Полдень. Солнце долотит землю. Ночью была невероятная луна, красная, жестокая, — та, которая предуказывается философией бытия китайского народа и тем таинственным, что делает непонятной в своей пассивности Срединную Республику Голубого Солнца, — но сейчас буденный полдень.
По красному ковру у подножек обсервешэн-кар — в обсервешэн-кар входят англичане, в бобровых шубах и шапках, высокие, белолицые люди. Идущий вперед, самый высокий, говорит начальнику станции:
— Поезд уйдет ровно без четверти час.
Начальник станции отвечает:
— Слушаюсь, господин Грэй.
В коридоре обсервешэн-кар низко кланяется англичанам бой, в белых перчатках и в белой куртке: англичанам не дано видеть лиц людей желтой расы. Бой снимает пальто с англичан. В салоне обсервешэн-кар, в голубом бархате и в рыжей коже — голубой и рыжий воздух. Англичане садятся в кресла. Бой разливает сода-виски, перед ленчем.
— Олл-райт! — говорит мистер Грей весело. — Мы проведем сюда ветку. Японцы намечают дорогу параллельно нашей, дорога пойдет южнее нашей линии. Господин Смит, мы сделаем маленькую операцию: мы проведем ветки и к югу и к северу от главной линии. Мы удвоим тариф с северных веток, — а с южных — ну, что же — мы погоним грузы ниже себестоимости, в угоду японцам, чтобы они не трудились постройками дорог!
Без четверти час, минута в минуту, отряд китайских солдат берет винтовки на караул, чрезвычайно сиротливо играет военный рожок, — и поезд двигается с места. Мистер Грэй идет на терраску обсервешэн-кар махнуть рукой салютующим солдатам, — и безразличным взглядом мистер Грэй окидывает местность — маты бобов у станционного пакгауза, избушку станции, вола у переезда, запряженного в телегу о двух колесах, китайца около вола, сопки вдали, — фанзы, разбросанные по долине и окруженные земляными валами от грабежей хунхузов.

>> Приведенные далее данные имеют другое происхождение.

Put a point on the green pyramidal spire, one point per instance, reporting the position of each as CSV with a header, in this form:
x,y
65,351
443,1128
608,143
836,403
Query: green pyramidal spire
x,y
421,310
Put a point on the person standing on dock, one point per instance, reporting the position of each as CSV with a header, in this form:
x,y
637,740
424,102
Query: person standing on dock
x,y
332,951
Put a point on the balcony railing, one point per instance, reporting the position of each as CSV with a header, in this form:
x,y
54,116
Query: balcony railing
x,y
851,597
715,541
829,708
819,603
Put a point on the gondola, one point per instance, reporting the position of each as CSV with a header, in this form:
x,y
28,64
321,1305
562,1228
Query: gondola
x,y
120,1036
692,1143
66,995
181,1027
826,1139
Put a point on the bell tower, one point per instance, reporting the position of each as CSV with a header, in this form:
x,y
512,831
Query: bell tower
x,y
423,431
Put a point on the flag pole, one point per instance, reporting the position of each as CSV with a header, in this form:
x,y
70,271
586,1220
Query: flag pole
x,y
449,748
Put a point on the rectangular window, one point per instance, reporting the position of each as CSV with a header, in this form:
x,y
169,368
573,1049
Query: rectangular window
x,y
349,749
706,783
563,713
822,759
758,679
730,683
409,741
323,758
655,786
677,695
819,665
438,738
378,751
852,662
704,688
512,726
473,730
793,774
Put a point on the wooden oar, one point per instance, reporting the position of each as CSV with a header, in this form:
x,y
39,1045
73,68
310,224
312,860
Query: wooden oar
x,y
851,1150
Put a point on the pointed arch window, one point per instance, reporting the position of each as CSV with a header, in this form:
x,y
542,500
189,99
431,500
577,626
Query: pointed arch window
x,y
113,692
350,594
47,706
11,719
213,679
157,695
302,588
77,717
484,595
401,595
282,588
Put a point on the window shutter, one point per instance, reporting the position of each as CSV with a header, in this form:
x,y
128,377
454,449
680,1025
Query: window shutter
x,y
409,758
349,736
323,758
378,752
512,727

Дальше чин дня и порядков мистера Грэя идет по чинам и порядкам, определенным у англичан от сотворения английского мира. И за ленчем по чинам подают едово бои-лакеи, в белых перчатках и в белых бесхвостых фраках. После ленча чин дня идет в обсервешэн-кар.
Совсем неверно, что у англичан складки брюк должны быть столь же прямолинейны, как проборы волос, а каблуки крепки, как скулы. Их трое в обсервешэн-кар. Волосы одного заброшены назад, как у русского семинара, — и, как у русского семинара — мочалообразны; он одет в краги, в серый костюм туриста, — и костюм, и краги очень помяты; имя этому — мистер Смит. Мистер Грэй сидит лицом к окну, следит за бегущими шпалами, серый костюм его — когда-то был блестяще сшит, теперь помят, но все же хранит достоинство хорошего портного, — и достойно хранит твердокаменное тело мистера Грея, хороший экземпляр человеческих мышц, выкроенных вволю, чуть-чуть с излишком прошитую нервами. — Третий, маленький, в хаки, сидит за газетой, в очках, философического вида, нога на ногу, откинувшись к спинке кресла. Мистер Грей не может сидеть не прямо, — этому трудно не прислониться к спинке дивана или стула, — он философ-книгочей.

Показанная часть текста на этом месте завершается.